Let It Go: Learning the Lesson of Forgiveness by Na’ima B. Robert and Mufti Menk, illustrated by Samantha Chaffey. The Islamic Foundation, 9780860377979, 2020
Rating: 1-5 (5 is an excellent or a Starred review) 5
Genre: Picture Book
What did you like about the book? This story is used to introduce young children to one of the core traits of Islam – forgiveness. The story follows a young boy through a very typical daily routine. He wakes up on a beautiful sunny day and is very excited about what the day might bring for him. However, as the day progresses, there are several disappointments that test his ability to forgive. First, his sister eats the last piece of toast. Later in the day he is excluded from a game with friends and has his soccer ball deflated by a moving car. At dinner, his brother makes fun of a story he is telling and he lashes out his anger by teasing his younger sister. As he is thinking in bed that night, all the events of the day are swirling in his head and he realizes that everyone makes mistakes and forgiveness is important to begin a new day. He wakes up the next morning ready to begin a new day. Even though there are several sections in this book that reference praying to Allah, I can see this book being useful to children of all faiths or of no particular faith. The scenarios in the story are very common to many children, as are the feeling of this young boy. This story provides a great opportunity for parents and children to discuss those feelings of being left out or having some sort of disappointment – and more importantly, how to let go of those feelings.

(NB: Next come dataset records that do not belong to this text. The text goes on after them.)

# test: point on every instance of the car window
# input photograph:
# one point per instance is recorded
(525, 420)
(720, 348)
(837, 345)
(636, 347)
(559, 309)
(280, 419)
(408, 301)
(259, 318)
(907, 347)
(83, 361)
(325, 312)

I loved the illustrations provided by Samantha Chaffey, in that the cute little details made the story seem real to many children – especially the facial expressions on the little boy’s face as his emotions escalate throughout the day. I especially loved the illustration of him reflecting on his day and how all these thoughts were swirling in his head almost like boats tossing around in the ocean – a good way of showing how someone in this situation might be feeling at the end of a particularly stressful day.

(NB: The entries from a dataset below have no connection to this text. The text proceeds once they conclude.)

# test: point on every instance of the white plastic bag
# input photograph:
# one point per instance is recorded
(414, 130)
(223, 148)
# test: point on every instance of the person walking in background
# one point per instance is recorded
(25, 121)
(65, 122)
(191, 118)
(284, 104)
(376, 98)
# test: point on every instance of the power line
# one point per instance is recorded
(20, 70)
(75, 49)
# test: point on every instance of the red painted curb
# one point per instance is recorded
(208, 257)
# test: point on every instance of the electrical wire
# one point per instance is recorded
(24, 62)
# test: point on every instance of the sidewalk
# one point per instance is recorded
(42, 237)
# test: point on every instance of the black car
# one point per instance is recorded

Anything you did not like about the book. Nothing
To whom would you recommend this book? This book is perfect for children between the ages of four and eleven years old, especially if they have experienced some similar scenarios in their own lives.
Who should buy this book? Public and elementary school libraries, anyone who works with children between the ages of four and eleven years old.
Where would you shelve it? Picture Books
Should we (librarians) put this on the top of our “to read” piles? Yes
Reviewer’s Name, Library (or school), City: Kristin Guay, former youth services librarian.